AN DER FLEISCHTHEKE
: Viel Scham

Was glänzt da eigentlich für ein Tropfen auf seinem Hackbeil?

Der Wurstfachverkäufer hat Schnupfen. „Was darf’s sein, der Herr?“, schnieft er. Ich sollte umgehend kehrt machen und schnurstracks das Kühlregal mit den abgepackten Produkten ansteuern. Doch ich habe Angst, ihn zu brüskieren. So wie vor wenigen Sekunden, als ich es unterlassen habe, ihn darauf hinzuweisen, dass er keine Hygiene-Handschuhe trägt. Darum hebe ich an: „Ich hätte gerne …“

„Rhrhrhrhrhrhrhrhrhrhrhrhrhrhrh!, zieht er den Schnodder hoch. Nun fallen mir seine roten Augen und der blasse Teint auf. Was ist eigentlich mit Ebola? Davon spricht schon lange niemand mehr. Aber weshalb eigentlich? Ist die Gefahr bereits besiegt? Würden meine Selbsterhaltungstriebe funktionieren, ich würde mich erkundigen: „Waren Sie letztens zufällig in Liberia, Sierra Leone oder Guinea?“ Meine aus der Pubertät konservierte Scham und meine soziale Unsicherheit sind stärker. Lieber sterben als etwas tun, das mich in eine peinliche Situation bringen könnte.

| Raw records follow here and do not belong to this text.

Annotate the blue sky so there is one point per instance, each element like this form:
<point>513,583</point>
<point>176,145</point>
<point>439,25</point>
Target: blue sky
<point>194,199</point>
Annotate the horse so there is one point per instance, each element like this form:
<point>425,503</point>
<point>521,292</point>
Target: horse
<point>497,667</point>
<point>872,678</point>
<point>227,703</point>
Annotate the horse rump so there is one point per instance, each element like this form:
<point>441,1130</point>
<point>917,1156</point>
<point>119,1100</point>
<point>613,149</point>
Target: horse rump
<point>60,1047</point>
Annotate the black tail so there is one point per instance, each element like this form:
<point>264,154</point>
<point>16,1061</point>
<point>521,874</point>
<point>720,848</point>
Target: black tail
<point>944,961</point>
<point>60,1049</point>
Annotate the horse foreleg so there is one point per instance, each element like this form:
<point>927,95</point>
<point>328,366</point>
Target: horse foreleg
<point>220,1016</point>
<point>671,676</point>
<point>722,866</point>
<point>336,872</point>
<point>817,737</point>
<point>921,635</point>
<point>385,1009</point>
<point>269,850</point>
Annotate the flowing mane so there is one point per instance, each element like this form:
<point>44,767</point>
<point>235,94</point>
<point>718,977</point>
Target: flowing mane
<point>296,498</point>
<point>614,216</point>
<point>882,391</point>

„ … Hackfleisch, gemischtes Hack. Für Buletten.“ Er wischt sich die Nase am Ärmel ab. Was glänzt da eigentlich für ein Tropfen auf seinem Hackbeil? Heimlich an seine Vorgesetzten verpfeifen geht auch nicht. Wer weiß, ob er nicht nur deswegen krank zur Arbeit erscheint, weil er sonst seinen Job verliert. Auch bei Kaiser’s haben sich die Arbeitsbedingungen schließlich verschlechtert. „Ich nehme drei Kilo“, erkläre ich. Er niest und kann das Gesicht nur noch halb abwenden. Eigentlich sind mittlerweile genug Tatbestände erfüllt, die einen Rücktritt vom Kauf mehr als rechtfertigen. Doch ich weiche diesem Konflikt aus. Verdammt! Was nützt es mir, erwachsen zu sein, wenn mich immer noch solche Banalitäten aus dem Konzept bringen? Ich nehme die Bestellung entgegen. Dann schleiche ich zum Kühlregal und tausche sie gegen abgepacktes Hackfleisch aus.